Mike Hellgren has more.
Edward Snowden’s mom still lives in Maryland. Federal authorities came to that home Monday morning.
“The greatest fear that I have regarding the outcome for America of these disclosures is that nothing will change,” said Edward Snowden.
Snowden, the man responsible for one of the largest security leaks in US history, has strong ties to Maryland. He had access to top secret government programs, exposing to the world how the US tracked cell phone and internet use in the name of democracy.
“That’s not the way that information should be released to the public. You have certain responsibilities when you have access to classified information. That has to be respected,” said Senator Ben Cardin.
“I had access to the full rosters of everyone working at the NSA, the entire intelligence community,” Snowden said.
WJZ has been digging into Snowden’s past.
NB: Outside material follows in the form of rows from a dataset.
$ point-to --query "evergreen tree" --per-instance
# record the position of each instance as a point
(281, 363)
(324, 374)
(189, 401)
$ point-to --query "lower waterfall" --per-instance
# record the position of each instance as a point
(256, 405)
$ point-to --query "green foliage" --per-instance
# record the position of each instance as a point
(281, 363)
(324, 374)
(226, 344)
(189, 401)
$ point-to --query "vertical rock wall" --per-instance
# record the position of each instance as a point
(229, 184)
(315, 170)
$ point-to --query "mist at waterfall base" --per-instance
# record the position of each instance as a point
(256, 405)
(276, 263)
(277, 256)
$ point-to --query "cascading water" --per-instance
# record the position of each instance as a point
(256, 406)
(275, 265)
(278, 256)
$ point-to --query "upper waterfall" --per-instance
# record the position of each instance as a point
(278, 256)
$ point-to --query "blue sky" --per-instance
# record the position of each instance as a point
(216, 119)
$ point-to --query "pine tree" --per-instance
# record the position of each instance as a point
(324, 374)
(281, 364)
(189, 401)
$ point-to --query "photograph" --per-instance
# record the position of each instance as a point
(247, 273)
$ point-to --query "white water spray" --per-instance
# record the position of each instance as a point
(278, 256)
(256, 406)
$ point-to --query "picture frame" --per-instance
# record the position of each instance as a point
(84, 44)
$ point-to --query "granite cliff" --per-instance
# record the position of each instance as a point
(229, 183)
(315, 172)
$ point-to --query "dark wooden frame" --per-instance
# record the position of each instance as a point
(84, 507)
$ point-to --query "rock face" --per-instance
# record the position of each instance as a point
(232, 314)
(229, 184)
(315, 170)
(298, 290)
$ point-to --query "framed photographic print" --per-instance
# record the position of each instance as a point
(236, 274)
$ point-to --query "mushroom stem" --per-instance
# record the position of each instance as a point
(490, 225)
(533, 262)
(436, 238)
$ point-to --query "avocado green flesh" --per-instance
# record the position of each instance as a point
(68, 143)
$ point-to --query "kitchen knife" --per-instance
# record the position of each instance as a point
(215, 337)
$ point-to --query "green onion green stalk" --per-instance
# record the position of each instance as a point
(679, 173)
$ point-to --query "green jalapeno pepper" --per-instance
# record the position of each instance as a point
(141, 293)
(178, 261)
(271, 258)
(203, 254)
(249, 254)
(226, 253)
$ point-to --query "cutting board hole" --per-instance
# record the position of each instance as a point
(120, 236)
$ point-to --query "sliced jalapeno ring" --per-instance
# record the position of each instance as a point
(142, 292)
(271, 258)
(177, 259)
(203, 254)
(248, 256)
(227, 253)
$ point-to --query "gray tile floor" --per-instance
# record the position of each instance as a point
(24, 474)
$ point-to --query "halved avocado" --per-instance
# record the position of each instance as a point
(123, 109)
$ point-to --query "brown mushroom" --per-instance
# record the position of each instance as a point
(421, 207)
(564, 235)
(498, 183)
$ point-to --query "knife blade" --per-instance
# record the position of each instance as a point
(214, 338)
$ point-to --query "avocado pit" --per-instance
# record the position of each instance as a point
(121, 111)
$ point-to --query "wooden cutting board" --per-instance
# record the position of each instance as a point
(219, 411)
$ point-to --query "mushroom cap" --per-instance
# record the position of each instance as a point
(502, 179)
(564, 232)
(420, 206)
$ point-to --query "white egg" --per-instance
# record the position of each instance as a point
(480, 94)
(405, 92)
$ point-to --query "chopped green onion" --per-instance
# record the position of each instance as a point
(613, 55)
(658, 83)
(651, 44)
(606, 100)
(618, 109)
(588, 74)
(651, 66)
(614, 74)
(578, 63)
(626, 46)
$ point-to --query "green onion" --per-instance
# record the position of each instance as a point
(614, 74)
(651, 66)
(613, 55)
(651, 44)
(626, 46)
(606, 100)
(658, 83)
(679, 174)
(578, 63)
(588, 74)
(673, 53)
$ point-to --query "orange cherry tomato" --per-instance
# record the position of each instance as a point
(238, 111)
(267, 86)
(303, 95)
When he was a boy, his family moved from North Carolina to Ellicott City, where his mother still lives. Her home has been inundated with reporters since the story broke.
“Very quiet. Nothing ever happens around here,” said one neighbor.
“You never think with a story like this, oh yeah, it’s the guy down the street. But turns out it was,” said another.
According to published reports, his mother works at the federal courthouse in Baltimore as a chief deputy clerk. Snowden reportedly dropped out of high school and attended Anne Arundel County Community College to earn credits for a GED, taking computer classes. He went into the Army, then worked as a security guard for a secret NSA facility at the University of Maryland before joining the CIA. He left there for a government contractor, maintaining access to government secrets. He moved to Hawaii, all the while copying sensitive documents before fleeing to Hong Kong.
“This is the truth. This is what’s happening. You should decide whether we need to be doing this,” Snowden said.
Several members of Congress say they are concerned about government eavesdropping and want to know more. Officials will start heading to Capitol Hill Tuesday to offer briefings.